1. Introduction

In a recent article (Raymond & Girolami, 2023), we proposed that a com­pound claimed to contain `a novel, linear, two-coordinate rhodium(I) anionic amide' (Chen et al., 1995; Smith et al., 2014) actually contained a much more chemically plausible linear two-coordinate silver(I) anion instead. Per­suasive evidence that the metal atom in the anion is rhodium and not silver was lacking in the original articles (there was no microanalysis for either Rh or Ag, and no other data that would rule out the presence of silver). In our view, the alternative we proposed is more consistent with both the chemical and the crystallographic data, and therefore should be pre­ferred.

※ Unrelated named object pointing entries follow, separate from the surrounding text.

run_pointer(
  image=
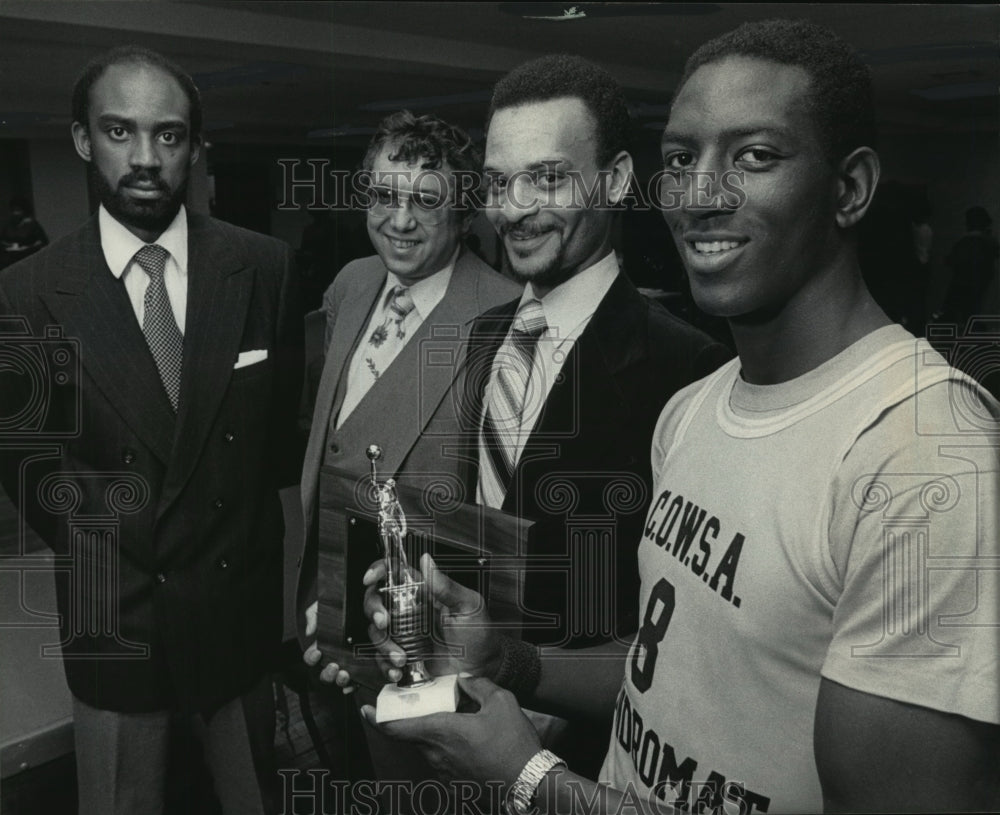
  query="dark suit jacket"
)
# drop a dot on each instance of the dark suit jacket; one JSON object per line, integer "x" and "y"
{"x": 410, "y": 412}
{"x": 584, "y": 476}
{"x": 192, "y": 544}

Some of the authors of the original articles, however, disagree with our suggested reformulation and have written a rebuttal (Chen et al., 2024). Here we will respond to that rebuttal and provide additional crystallographic evidence that lends further support to our conclusion that the two-coordinate rhodium atom in the crystal is actually silver. Let us be clear: in writing our previous article, we did not intend to question any of Dr Fish's other work on rhodium–DNA chemistry. We intended merely to point out what we strongly believe is an error, as a lesson to others of the importance of combining both chemical and crystallographic expertise.

2. Chemical evidence

Contrary to the claims in the rebuttal, before writing our 2023 article we had thoroughly read the relevant articles; in fact, we were led to our suggested reformulation only after thinking in detail about both the chemical and crystallographic evidence provided in them. We have now carefully considered all of the new arguments in the current rebuttal, and here detail why we find them unconvincing. We will refer to the com­pound at issue, [Rh^I(C₆H₇N₂O₂)₂]₂[Cp*Rh(μ-OH)₃RhCp*]₃(OH)·46.5H₂O,¹ as com­pound 1, where C₆H₇N₂O₂ is a deprotonated 1-methyl­thymine anion.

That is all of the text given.